An important legal case is taking place in Birmingham, and it hits close to home on several fronts here at Legal Schnauzer.
Mayor-elect Larry Langford faces a challenge of his qualifications for the office, which require that he be a resident and registered voter in the city. Patrick Cooper filed the lawsuit after finishing second in the October 9 election. Langford won by a large enough margin to avoid a runoff.
Langford contends that he changed his official home to a downtown Birmingham loft last summer. Cooper says Langford continues to live in the house he bought in 1982 in Fairfield, a Birmingham suburb.
If Langford is found to be a Fairfield resident, he would not qualify to be mayor.
One interesting aspect of the case is the judge, Jefferson County Circuit Judge Allwin Horn. I've had occasion to see Judge Horn in action a time or two in the past year, in a case related to the Legal Schnauzer case featured here. So far, I've been extremely unimpressed with Judge Horn, and if my experience is an indicator, I question whether justice will be done in the Cooper/Langford lawsuit.

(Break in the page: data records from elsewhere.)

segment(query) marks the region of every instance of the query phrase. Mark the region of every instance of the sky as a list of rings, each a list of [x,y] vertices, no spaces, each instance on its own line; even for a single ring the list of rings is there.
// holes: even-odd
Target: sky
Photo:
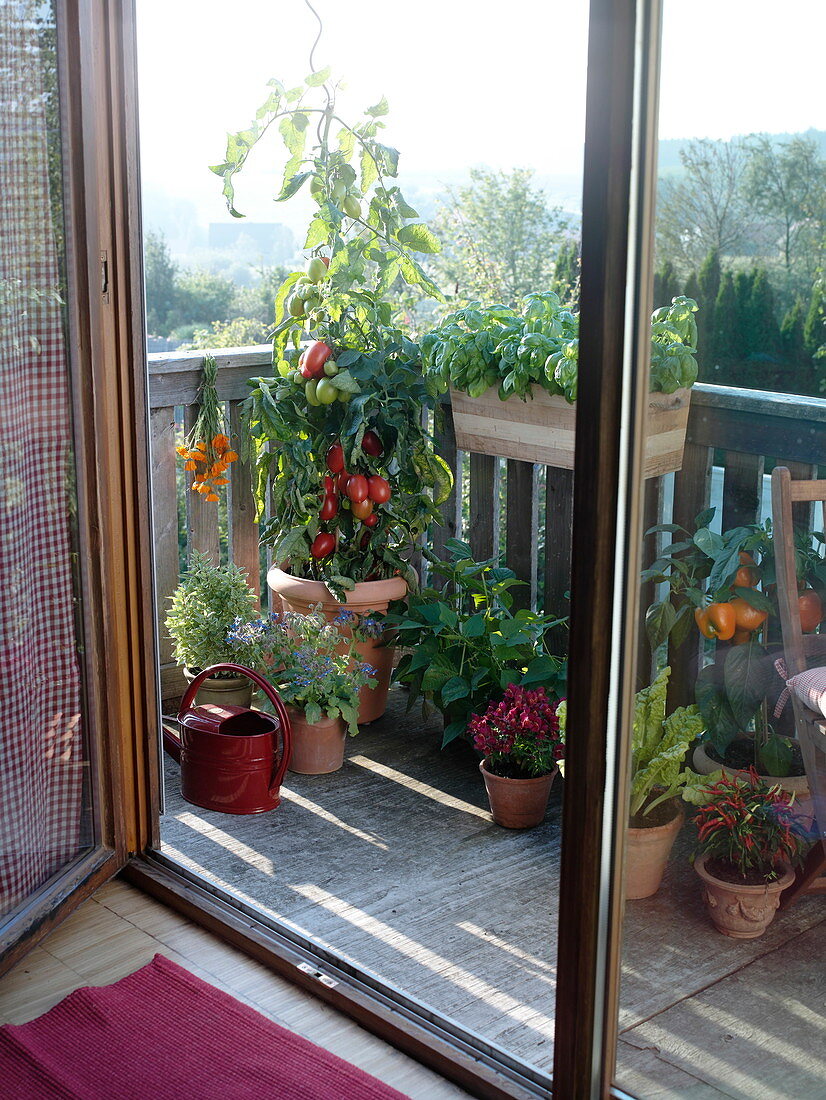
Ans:
[[[347,117],[387,96],[403,179],[482,164],[579,175],[586,0],[313,2],[324,21],[315,68],[345,80]],[[270,77],[307,75],[317,21],[304,0],[137,0],[137,11],[144,188],[227,220],[207,166],[250,123]],[[824,0],[665,0],[660,136],[826,129],[824,40]],[[239,177],[254,220],[284,220],[272,203],[279,141]]]

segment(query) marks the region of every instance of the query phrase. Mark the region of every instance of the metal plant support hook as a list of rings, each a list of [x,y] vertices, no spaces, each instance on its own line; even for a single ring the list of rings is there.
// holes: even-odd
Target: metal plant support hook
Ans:
[[[318,14],[318,12],[315,10],[313,5],[310,3],[310,0],[304,0],[304,3],[307,5],[307,7],[310,9],[310,11],[313,13],[313,15],[318,20],[318,34],[316,35],[315,42],[313,42],[312,48],[310,50],[310,72],[314,73],[316,71],[316,67],[313,64],[313,54],[315,53],[316,46],[321,41],[321,36],[324,33],[324,24],[321,21],[321,16]]]

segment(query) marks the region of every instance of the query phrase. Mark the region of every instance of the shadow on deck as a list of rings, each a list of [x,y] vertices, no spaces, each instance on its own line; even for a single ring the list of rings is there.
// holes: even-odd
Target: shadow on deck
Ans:
[[[500,829],[474,753],[441,752],[441,720],[406,703],[391,692],[341,771],[288,772],[267,814],[189,805],[167,759],[162,850],[550,1070],[564,785],[542,826]],[[759,940],[728,940],[702,910],[691,839],[684,829],[659,894],[627,908],[618,1083],[646,1097],[823,1095],[823,898]]]

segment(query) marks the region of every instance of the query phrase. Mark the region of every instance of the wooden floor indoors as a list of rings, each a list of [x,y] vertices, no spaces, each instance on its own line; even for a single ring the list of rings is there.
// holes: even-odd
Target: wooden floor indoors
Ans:
[[[167,760],[162,848],[549,1069],[563,784],[540,828],[498,828],[473,753],[441,752],[440,720],[405,704],[394,689],[342,771],[288,773],[267,814],[189,805]],[[644,1097],[826,1096],[826,899],[729,940],[702,910],[690,832],[660,893],[627,907],[619,1083]]]
[[[0,979],[0,1023],[25,1023],[48,1011],[73,989],[108,985],[156,954],[166,955],[412,1100],[461,1100],[467,1096],[334,1009],[119,881],[98,890]]]

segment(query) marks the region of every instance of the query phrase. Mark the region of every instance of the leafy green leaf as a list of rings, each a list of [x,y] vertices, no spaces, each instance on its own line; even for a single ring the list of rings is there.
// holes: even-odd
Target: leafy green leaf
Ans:
[[[771,662],[757,642],[736,645],[726,654],[723,665],[726,695],[741,729],[748,729],[773,678]]]
[[[311,73],[304,83],[308,88],[319,88],[330,79],[330,67],[319,69],[317,73]]]
[[[388,114],[390,111],[390,105],[387,102],[387,97],[382,96],[378,103],[372,107],[368,107],[364,112],[366,115],[372,115],[373,118],[380,118],[382,115]]]
[[[463,676],[452,676],[442,687],[442,705],[449,707],[459,699],[465,699],[470,694],[470,684]]]
[[[441,252],[442,246],[435,234],[421,222],[413,222],[404,225],[399,230],[398,238],[403,245],[412,248],[414,252]]]
[[[645,613],[645,630],[652,649],[659,649],[666,641],[676,621],[677,613],[670,601],[651,604]]]

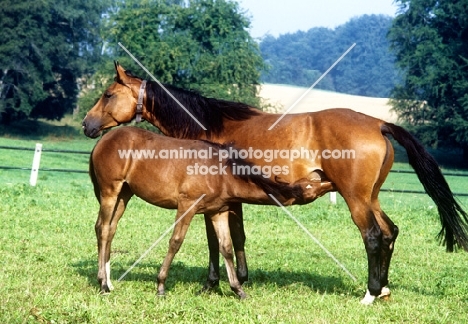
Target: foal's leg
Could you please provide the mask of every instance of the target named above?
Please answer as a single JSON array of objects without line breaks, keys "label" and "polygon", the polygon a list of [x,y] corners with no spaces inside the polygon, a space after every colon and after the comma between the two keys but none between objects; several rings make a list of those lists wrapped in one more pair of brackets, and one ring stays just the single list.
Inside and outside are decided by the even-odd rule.
[{"label": "foal's leg", "polygon": [[[242,214],[242,204],[233,204],[229,212],[229,228],[232,244],[236,253],[237,278],[243,284],[248,280],[247,260],[245,258],[245,232]],[[205,214],[205,228],[210,251],[208,279],[202,291],[208,291],[219,285],[219,242],[211,221],[211,215]]]},{"label": "foal's leg", "polygon": [[109,293],[114,289],[110,280],[110,252],[112,239],[117,230],[117,223],[125,211],[128,201],[133,193],[124,184],[120,193],[110,190],[102,193],[100,197],[100,209],[95,225],[98,245],[98,282],[101,293]]},{"label": "foal's leg", "polygon": [[[182,217],[184,213],[186,213],[186,211],[181,210],[179,206],[179,209],[177,210],[176,221]],[[188,227],[194,215],[194,211],[187,212],[184,215],[184,218],[174,227],[174,232],[172,233],[171,239],[169,240],[169,249],[157,277],[157,290],[159,296],[164,296],[165,294],[164,284],[166,283],[169,268],[171,266],[172,260],[174,259],[174,256],[179,251],[180,246],[184,242],[185,235],[187,234]]]},{"label": "foal's leg", "polygon": [[224,212],[213,215],[211,219],[213,221],[216,235],[218,236],[219,250],[224,257],[231,289],[237,296],[239,296],[240,299],[244,299],[247,295],[242,290],[241,283],[237,279],[237,275],[234,270],[234,254],[232,253],[232,242],[229,231],[229,217],[229,213]]}]

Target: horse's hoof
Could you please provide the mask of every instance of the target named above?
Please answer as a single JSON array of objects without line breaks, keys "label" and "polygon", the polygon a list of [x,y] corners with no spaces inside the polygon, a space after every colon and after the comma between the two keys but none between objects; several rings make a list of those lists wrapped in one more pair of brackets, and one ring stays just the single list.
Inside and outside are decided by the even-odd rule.
[{"label": "horse's hoof", "polygon": [[363,299],[361,299],[361,304],[362,305],[372,305],[372,303],[374,302],[375,300],[375,296],[372,296],[369,292],[369,290],[366,291],[366,295],[364,296]]},{"label": "horse's hoof", "polygon": [[245,292],[241,291],[237,294],[237,296],[239,296],[239,299],[240,300],[245,300],[247,298],[249,298],[249,295],[247,295]]},{"label": "horse's hoof", "polygon": [[240,275],[237,274],[237,280],[239,280],[240,285],[242,286],[244,283],[249,281],[249,276],[248,275]]},{"label": "horse's hoof", "polygon": [[109,291],[114,290],[114,285],[110,281],[107,283],[107,287],[109,288]]},{"label": "horse's hoof", "polygon": [[219,286],[219,280],[207,280],[201,289],[201,292],[207,292]]},{"label": "horse's hoof", "polygon": [[390,289],[388,287],[382,287],[379,298],[382,300],[388,300],[390,298],[390,295],[391,295]]},{"label": "horse's hoof", "polygon": [[107,286],[107,285],[102,285],[102,286],[101,286],[101,289],[100,289],[100,291],[99,291],[99,294],[101,294],[101,295],[109,295],[110,292],[111,292],[111,290],[109,289],[109,286]]},{"label": "horse's hoof", "polygon": [[390,295],[385,295],[385,296],[381,296],[381,297],[379,296],[379,298],[380,298],[381,300],[387,301],[387,300],[390,299]]}]

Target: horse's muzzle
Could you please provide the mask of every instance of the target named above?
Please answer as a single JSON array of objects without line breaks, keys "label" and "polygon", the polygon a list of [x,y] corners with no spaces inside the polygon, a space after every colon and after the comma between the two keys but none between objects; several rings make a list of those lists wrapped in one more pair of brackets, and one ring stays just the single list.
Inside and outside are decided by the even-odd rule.
[{"label": "horse's muzzle", "polygon": [[101,135],[101,128],[98,127],[97,125],[93,125],[92,122],[86,121],[83,119],[83,122],[81,123],[81,126],[83,128],[83,133],[90,138],[96,138],[99,135]]}]

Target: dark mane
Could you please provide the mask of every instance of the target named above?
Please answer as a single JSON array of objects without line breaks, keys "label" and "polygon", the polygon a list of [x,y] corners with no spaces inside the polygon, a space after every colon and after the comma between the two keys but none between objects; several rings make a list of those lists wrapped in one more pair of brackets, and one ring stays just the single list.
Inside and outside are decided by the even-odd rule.
[{"label": "dark mane", "polygon": [[[129,76],[134,77],[127,71]],[[207,98],[194,91],[164,85],[171,94],[207,129],[206,137],[219,135],[223,119],[246,120],[258,115],[256,109],[240,102]],[[158,83],[148,81],[146,85],[146,109],[163,126],[168,136],[196,139],[204,131]]]}]

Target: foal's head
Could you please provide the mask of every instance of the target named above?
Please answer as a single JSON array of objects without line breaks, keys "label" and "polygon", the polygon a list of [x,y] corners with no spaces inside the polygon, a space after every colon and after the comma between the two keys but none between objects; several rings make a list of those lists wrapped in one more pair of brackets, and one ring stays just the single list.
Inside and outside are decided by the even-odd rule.
[{"label": "foal's head", "polygon": [[115,70],[114,83],[83,119],[83,131],[88,137],[98,137],[102,130],[130,122],[136,115],[142,80],[126,73],[117,62]]}]

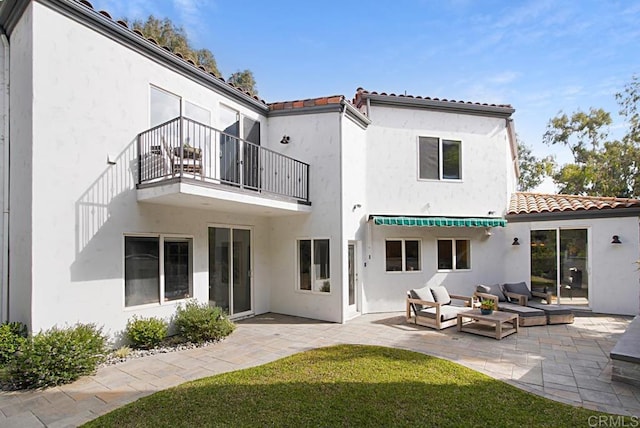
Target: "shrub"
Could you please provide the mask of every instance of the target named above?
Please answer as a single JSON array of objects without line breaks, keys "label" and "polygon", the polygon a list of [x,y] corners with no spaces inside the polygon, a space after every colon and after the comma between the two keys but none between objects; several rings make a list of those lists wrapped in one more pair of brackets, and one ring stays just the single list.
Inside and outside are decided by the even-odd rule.
[{"label": "shrub", "polygon": [[104,359],[106,337],[94,324],[53,327],[26,340],[7,366],[8,381],[18,388],[73,382],[92,374]]},{"label": "shrub", "polygon": [[134,348],[149,349],[167,337],[168,327],[161,318],[139,318],[134,315],[127,321],[125,333]]},{"label": "shrub", "polygon": [[27,326],[21,322],[0,324],[0,365],[7,364],[13,354],[27,340]]},{"label": "shrub", "polygon": [[116,358],[127,358],[131,354],[131,348],[128,346],[121,346],[115,351],[113,351],[113,355]]},{"label": "shrub", "polygon": [[222,308],[212,308],[195,300],[187,302],[184,308],[178,306],[174,323],[180,336],[195,343],[221,339],[236,328]]}]

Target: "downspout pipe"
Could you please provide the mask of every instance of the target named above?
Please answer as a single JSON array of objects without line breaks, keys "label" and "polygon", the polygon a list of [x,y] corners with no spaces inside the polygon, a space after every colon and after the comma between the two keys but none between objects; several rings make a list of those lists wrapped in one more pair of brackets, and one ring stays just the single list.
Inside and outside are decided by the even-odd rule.
[{"label": "downspout pipe", "polygon": [[[344,238],[344,217],[345,217],[345,212],[344,212],[344,174],[342,171],[342,158],[344,157],[344,153],[342,150],[342,146],[343,146],[343,122],[344,122],[344,116],[347,113],[347,101],[346,100],[342,100],[342,111],[340,112],[340,117],[338,118],[338,132],[340,133],[340,135],[338,136],[338,159],[340,162],[339,168],[340,168],[340,255],[343,256],[342,257],[342,262],[344,262],[344,242],[342,241]],[[340,282],[342,283],[342,295],[340,296],[340,323],[344,324],[347,321],[347,317],[345,316],[345,293],[344,290],[346,289],[346,287],[344,287],[344,265],[342,265],[343,269],[341,269],[341,280]],[[347,279],[348,281],[348,279]]]},{"label": "downspout pipe", "polygon": [[3,79],[2,101],[2,128],[0,139],[2,141],[2,321],[9,321],[9,39],[3,29],[0,29],[0,40],[3,50]]}]

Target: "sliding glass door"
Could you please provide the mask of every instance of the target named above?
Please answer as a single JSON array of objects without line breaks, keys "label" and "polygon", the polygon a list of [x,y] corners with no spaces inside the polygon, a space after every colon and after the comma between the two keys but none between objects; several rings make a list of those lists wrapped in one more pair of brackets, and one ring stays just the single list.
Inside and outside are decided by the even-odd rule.
[{"label": "sliding glass door", "polygon": [[531,289],[557,303],[589,306],[587,229],[531,231]]},{"label": "sliding glass door", "polygon": [[251,302],[251,230],[210,227],[209,303],[242,315]]}]

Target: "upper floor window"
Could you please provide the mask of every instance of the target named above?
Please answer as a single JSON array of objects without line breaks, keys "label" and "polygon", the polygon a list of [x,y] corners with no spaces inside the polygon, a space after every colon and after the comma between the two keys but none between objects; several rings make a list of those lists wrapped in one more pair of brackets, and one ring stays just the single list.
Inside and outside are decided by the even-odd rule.
[{"label": "upper floor window", "polygon": [[460,180],[462,143],[436,137],[418,139],[418,176],[426,180]]},{"label": "upper floor window", "polygon": [[164,89],[151,86],[150,95],[150,125],[157,126],[180,116],[182,99]]}]

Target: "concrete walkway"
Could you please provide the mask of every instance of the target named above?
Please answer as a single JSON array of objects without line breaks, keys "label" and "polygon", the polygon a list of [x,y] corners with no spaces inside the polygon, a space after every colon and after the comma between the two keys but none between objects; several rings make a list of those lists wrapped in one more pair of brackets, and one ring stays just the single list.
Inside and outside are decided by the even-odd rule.
[{"label": "concrete walkway", "polygon": [[640,415],[640,388],[611,381],[609,351],[628,317],[576,317],[571,325],[521,328],[501,341],[406,324],[402,314],[371,314],[331,324],[265,314],[238,323],[224,342],[131,360],[44,391],[0,393],[0,427],[77,426],[185,381],[260,365],[340,343],[410,349],[478,370],[553,400]]}]

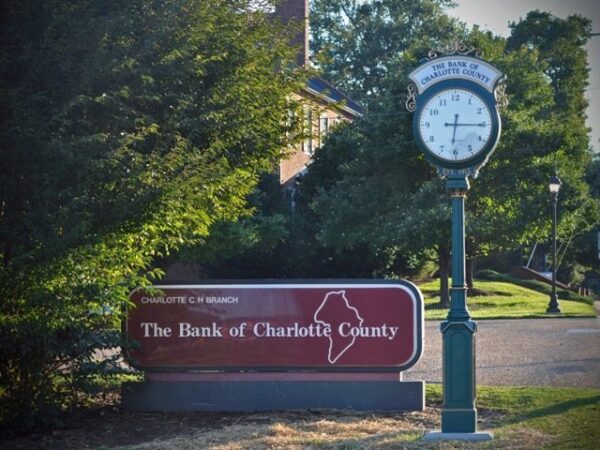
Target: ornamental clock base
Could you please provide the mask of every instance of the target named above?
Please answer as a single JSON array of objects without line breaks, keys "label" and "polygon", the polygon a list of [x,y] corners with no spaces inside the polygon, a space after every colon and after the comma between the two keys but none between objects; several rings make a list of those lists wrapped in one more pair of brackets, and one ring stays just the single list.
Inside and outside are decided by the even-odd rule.
[{"label": "ornamental clock base", "polygon": [[443,433],[475,433],[475,334],[477,326],[471,320],[446,321],[441,324],[443,335],[444,405]]}]

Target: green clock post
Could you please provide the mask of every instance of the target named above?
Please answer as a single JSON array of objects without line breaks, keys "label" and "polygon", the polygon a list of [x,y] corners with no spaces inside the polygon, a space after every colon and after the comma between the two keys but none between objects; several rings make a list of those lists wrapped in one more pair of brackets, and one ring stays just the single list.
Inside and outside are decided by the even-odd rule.
[{"label": "green clock post", "polygon": [[488,440],[477,431],[475,336],[465,283],[465,197],[500,139],[497,98],[504,98],[502,72],[481,53],[457,43],[432,51],[410,79],[407,109],[414,112],[415,140],[446,179],[452,202],[450,310],[441,325],[443,384],[441,432],[425,439]]}]

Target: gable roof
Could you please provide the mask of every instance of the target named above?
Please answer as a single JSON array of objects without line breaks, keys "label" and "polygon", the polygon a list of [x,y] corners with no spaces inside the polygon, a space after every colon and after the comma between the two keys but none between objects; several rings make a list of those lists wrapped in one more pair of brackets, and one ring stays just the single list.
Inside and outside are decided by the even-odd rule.
[{"label": "gable roof", "polygon": [[326,103],[338,103],[339,109],[353,117],[361,117],[365,112],[361,105],[321,77],[310,78],[304,90]]}]

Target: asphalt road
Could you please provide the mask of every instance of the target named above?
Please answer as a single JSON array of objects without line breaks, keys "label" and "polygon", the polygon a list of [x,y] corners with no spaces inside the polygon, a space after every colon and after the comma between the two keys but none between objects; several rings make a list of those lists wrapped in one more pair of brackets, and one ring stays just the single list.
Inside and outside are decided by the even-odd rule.
[{"label": "asphalt road", "polygon": [[[600,389],[600,317],[480,320],[477,325],[477,384]],[[423,356],[403,379],[441,383],[440,322],[425,322]]]}]

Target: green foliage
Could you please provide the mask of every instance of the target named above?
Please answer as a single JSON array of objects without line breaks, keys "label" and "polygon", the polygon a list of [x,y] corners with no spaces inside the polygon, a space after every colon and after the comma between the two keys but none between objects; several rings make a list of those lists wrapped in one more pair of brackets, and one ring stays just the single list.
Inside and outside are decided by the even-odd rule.
[{"label": "green foliage", "polygon": [[583,46],[590,38],[592,21],[579,15],[561,19],[548,12],[531,11],[518,23],[512,23],[511,29],[509,48],[533,47],[546,62],[544,72],[551,80],[556,113],[584,113],[587,102],[581,91],[587,86],[588,71]]},{"label": "green foliage", "polygon": [[416,62],[414,49],[447,40],[456,20],[444,13],[449,0],[314,0],[312,50],[326,78],[370,105],[394,95],[390,81]]},{"label": "green foliage", "polygon": [[[414,276],[435,260],[445,303],[449,199],[414,144],[404,101],[407,75],[419,59],[455,39],[482,48],[507,74],[510,102],[501,111],[500,145],[469,192],[468,256],[547,239],[547,182],[555,170],[564,182],[561,239],[576,242],[598,221],[598,202],[583,178],[591,160],[582,109],[587,80],[582,45],[589,23],[531,13],[513,24],[507,40],[466,30],[444,13],[448,6],[445,1],[313,2],[312,46],[321,56],[319,66],[367,113],[330,134],[298,186],[293,211],[282,205],[275,214],[256,204],[253,220],[273,220],[283,228],[253,234],[254,250],[244,250],[242,259],[228,258],[220,274],[230,267],[235,274],[256,276],[260,267],[262,276]],[[531,29],[543,31],[543,39]],[[585,270],[569,255],[565,265],[573,276]]]},{"label": "green foliage", "polygon": [[316,152],[319,163],[297,180],[293,199],[290,192],[282,192],[278,177],[265,176],[249,197],[253,216],[215,224],[203,245],[177,257],[199,263],[209,278],[370,278],[386,276],[390,266],[405,269],[408,261],[364,244],[339,249],[317,241],[321,225],[310,202],[335,182],[340,161],[359,137],[352,130],[341,124],[328,136],[344,145]]},{"label": "green foliage", "polygon": [[201,245],[191,245],[177,259],[197,263],[208,278],[283,277],[289,270],[288,202],[281,194],[279,177],[265,174],[248,196],[254,214],[237,221],[216,222]]},{"label": "green foliage", "polygon": [[[308,202],[319,222],[320,245],[386,255],[373,275],[414,275],[429,259],[447,262],[447,205],[434,171],[412,142],[403,106],[406,74],[420,55],[463,34],[444,14],[447,5],[314,3],[314,47],[326,55],[325,76],[368,111],[317,153],[306,179],[326,188],[314,190]],[[339,157],[331,161],[322,156],[327,154]]]},{"label": "green foliage", "polygon": [[108,364],[153,261],[246,214],[302,80],[250,0],[2,10],[0,419],[26,427]]},{"label": "green foliage", "polygon": [[[600,156],[595,155],[587,168],[585,181],[590,188],[591,201],[596,209],[600,210]],[[600,258],[598,257],[598,233],[600,233],[600,219],[595,221],[595,226],[587,233],[574,237],[568,255],[568,266],[583,273],[582,285],[591,289],[600,297]]]},{"label": "green foliage", "polygon": [[592,196],[600,201],[600,155],[598,154],[587,168],[586,181]]},{"label": "green foliage", "polygon": [[[417,5],[407,7],[404,15],[389,14],[388,8],[397,3],[373,2],[367,7],[344,0],[315,2],[317,16],[323,16],[317,25],[327,23],[334,30],[323,27],[316,32],[321,38],[315,45],[321,42],[332,55],[323,63],[326,77],[340,82],[343,76],[349,77],[346,83],[356,89],[356,95],[363,86],[370,86],[363,92],[369,112],[351,131],[344,130],[357,136],[355,142],[344,150],[338,148],[344,144],[330,140],[321,150],[346,155],[345,161],[339,161],[335,181],[328,180],[330,187],[312,200],[321,242],[336,248],[360,243],[377,252],[421,259],[437,250],[442,261],[440,250],[448,247],[449,200],[444,199],[443,188],[434,187],[437,176],[414,144],[412,116],[404,110],[403,94],[409,71],[427,48],[436,47],[439,40],[461,37],[483,49],[485,58],[507,74],[509,97],[509,107],[501,111],[500,145],[469,192],[468,255],[472,258],[545,240],[551,224],[547,182],[555,170],[564,183],[559,234],[567,240],[588,230],[598,220],[598,208],[583,179],[591,160],[582,110],[587,73],[566,66],[585,68],[581,46],[589,37],[589,24],[581,18],[532,13],[514,25],[513,36],[506,40],[478,28],[466,33],[444,17],[442,2],[427,2],[435,9],[428,15],[412,16],[421,11]],[[406,21],[408,16],[415,20]],[[543,45],[529,27],[541,18],[551,24]],[[334,22],[350,23],[345,35],[342,25],[336,28]],[[380,33],[387,42],[386,32],[393,27],[402,30],[407,23],[411,28],[402,35],[406,39],[396,39],[389,52],[372,49],[371,41],[363,39]],[[442,30],[435,34],[438,41],[431,38],[429,28],[436,25]],[[554,53],[557,46],[565,55]],[[372,67],[381,72],[379,76],[370,76]],[[376,83],[377,87],[371,87]],[[319,170],[319,165],[317,157],[311,170]]]}]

Horn is a Republican, and evidence I've seen suggests he is more interested in toeing the party line than in administering justice. I'm not familiar with the law in the Cooper/Langford case, so I have no idea how it should turn out. But with Horn in charge, regardless of the outcome, I would have concerns that politics played a major factor.
I don't live in the Birmingham city limits, but I did live there for almost 12 years and I work there. So I very much want to see the city prosper. Like so many events in our community, the mayoral election was touched heavily by race. Both Langford and Cooper are black. But Langford drew strong support from the city's black voters, while Cooper was seen more favorably by whites.
It's a non-jury trial, so it all comes down to Horn. Based on personal experience, I don't feel real comfortable about that.